Oil prices in the Middle East are under pressure as concerns of oversupply intensify, with OPEC+ pushing ahead on its production strategy and Chinese demand showing signs of weakness.
On Monday, the prompt spread for Abu Dhabi’s flagship Murban crude slipped into its deepest contango of the year, a bearish market structure where near-term prices trade below later contracts, signaling an expanding supply. Traders also reported that December-loading Upper Zakum barrels were selling at a discount of around 20 cents to the official selling price, double the markdown seen last week.
Brent and West Texas Intermediate futures mirrored the sentiment, falling more than 3% in Monday’s session. The declines come as OPEC+ prepares to raise output in November, despite warnings from the International Energy Agency and Wall Street banks about a growing global surplus.
“There’s a visible overhang in seaborne markets,” said Brian Leisen, global strategist at RBC Capital Markets, as reported by Bloomberg. “Volumes are running 170 million barrels higher than this time last year, and China has not been the ‘catch all’ buyer in Q4.”
While Middle East benchmarks Oman and Murban retain some strength in second and third-month spreads, the weakness in front-month contracts underscores market unease. Chinese refiners, typically a stabilizing force, are curbing runs amid seasonal maintenance and a delay in import quota allocations.

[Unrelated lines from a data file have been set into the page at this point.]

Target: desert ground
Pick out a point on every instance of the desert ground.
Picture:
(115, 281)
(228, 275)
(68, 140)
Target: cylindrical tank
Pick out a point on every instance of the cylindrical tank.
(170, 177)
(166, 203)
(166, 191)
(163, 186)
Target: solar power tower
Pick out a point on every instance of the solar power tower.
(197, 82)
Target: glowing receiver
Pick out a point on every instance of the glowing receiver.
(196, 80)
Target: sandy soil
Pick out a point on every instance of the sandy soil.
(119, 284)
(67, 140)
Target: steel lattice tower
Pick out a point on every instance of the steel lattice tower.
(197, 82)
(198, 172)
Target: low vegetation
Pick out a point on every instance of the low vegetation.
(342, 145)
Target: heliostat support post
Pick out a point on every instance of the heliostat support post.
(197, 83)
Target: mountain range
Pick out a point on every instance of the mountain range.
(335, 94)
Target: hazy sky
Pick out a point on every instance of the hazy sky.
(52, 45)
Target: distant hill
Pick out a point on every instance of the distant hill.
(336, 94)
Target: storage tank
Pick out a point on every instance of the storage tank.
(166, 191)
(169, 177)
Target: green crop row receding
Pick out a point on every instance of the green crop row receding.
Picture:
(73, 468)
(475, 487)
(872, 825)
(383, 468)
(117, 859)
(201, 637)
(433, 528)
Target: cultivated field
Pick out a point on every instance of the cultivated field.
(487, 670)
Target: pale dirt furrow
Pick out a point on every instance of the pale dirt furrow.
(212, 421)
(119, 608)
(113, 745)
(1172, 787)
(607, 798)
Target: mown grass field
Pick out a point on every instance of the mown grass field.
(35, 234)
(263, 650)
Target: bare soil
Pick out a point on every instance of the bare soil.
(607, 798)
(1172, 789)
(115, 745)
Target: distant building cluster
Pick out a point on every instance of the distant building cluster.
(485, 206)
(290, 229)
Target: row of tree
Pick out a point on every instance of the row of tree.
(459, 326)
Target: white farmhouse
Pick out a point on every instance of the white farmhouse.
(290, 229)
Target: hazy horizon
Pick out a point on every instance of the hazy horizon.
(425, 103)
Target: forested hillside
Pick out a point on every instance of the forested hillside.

At the same time, Middle Eastern producers are facing rising competition in Asia from U.S. crude exports, which adds further pressure on prices and raises the prospect of cargo overhangs as the current trading cycle comes to a close.
The near-term outlook hinges on whether OPEC+ moderates supply plans or whether Chinese reserve purchases can offset slowing refinery demand. Until then, traders expect volatility to remain elevated, with risks skewed toward further softness in Middle Eastern grades.